Of much more significance was the first proper look at the refinancing and to me it looks like a once and for all change which should change Premier significantly if it gets through. First and foremost it deals with the funding of the BP acquisition, now on much better terms it allocates an equity raise of $230m for that and once done, shorter term production will be boosted.
There is also a further raise and to avoid any doubt, I quote ‘a further $300 million of new equity concurrently raised to reduce debt of which $205 million will be underwritten by Premier’s senior creditors who would convert existing debt into equity to the extent that the $300 million is not raised from existing shareholders in a pre-emptive offer or from new investors’.
To raise up to $530m albeit partially underwritten will obviously be a stretch, the shares down 25% odd today leave a market cap of sub £250m. But there are significant mitigating circumstances and a view of Premier after the issues make interesting reading. They will be paying only 8.34% which is more than fair and certainly ticks the first box. Another tick is the senior creditors partially underwriting some of the deal, they know that it is in the company’s best interest to reduce debt.

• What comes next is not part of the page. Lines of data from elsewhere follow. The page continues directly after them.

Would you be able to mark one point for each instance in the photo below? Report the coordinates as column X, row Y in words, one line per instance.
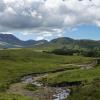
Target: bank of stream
column 43, row 91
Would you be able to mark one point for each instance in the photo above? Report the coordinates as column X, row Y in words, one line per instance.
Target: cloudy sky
column 47, row 19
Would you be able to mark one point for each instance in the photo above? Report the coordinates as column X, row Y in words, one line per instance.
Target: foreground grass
column 87, row 92
column 16, row 63
column 4, row 96
column 72, row 76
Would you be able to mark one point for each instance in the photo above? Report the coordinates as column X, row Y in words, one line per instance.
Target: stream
column 54, row 93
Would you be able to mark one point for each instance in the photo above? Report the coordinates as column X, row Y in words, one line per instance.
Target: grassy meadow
column 16, row 63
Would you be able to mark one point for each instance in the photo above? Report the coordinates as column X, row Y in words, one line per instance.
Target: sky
column 48, row 19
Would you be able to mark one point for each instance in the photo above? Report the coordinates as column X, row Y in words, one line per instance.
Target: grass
column 73, row 75
column 87, row 92
column 31, row 87
column 4, row 96
column 16, row 63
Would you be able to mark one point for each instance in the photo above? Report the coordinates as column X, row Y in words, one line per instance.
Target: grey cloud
column 43, row 16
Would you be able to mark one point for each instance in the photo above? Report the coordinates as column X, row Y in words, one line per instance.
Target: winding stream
column 58, row 93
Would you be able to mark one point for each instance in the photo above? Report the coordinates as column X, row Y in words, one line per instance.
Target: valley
column 27, row 74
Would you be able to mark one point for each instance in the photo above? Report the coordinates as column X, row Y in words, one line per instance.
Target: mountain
column 10, row 41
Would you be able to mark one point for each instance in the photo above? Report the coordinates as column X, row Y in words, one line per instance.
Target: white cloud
column 53, row 16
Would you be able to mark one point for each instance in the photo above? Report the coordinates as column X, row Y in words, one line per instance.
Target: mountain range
column 10, row 41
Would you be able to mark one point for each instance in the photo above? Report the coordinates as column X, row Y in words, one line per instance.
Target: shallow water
column 59, row 93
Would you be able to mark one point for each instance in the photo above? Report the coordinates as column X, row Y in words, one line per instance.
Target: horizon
column 49, row 19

This will provide a much longer term debt scenario, viz until 2024, and I feel that the company are using perfectly conservative and acceptable forward oil prices and achievable hurdle rates. The covenant profile is <1x covenant leverage ratio by y/e 2024 (18m forward curve, $65/bbl LT) or 2.2x covenant leverage ratio by y/e 2024 (18m forward curve,$55/bbl LT).
Premier is already an efficient and very well operated play in the sector, it goes without saying that without the debt mountain it would be a much bigger company regardless to a certain degree of market situations. Current assets are subject to stringent operating costs and with the gradual cessation of its more expensive production, along with upcoming production growth such as at Tolmount with low levels of committed capex gives significant flexibility.
This is before any synchronicity from the BP assets, growth in Asian production at Andaman and I am assuming the sale of the Zama ‘World Class’ asset and that Sea Lion works but in the medium term.”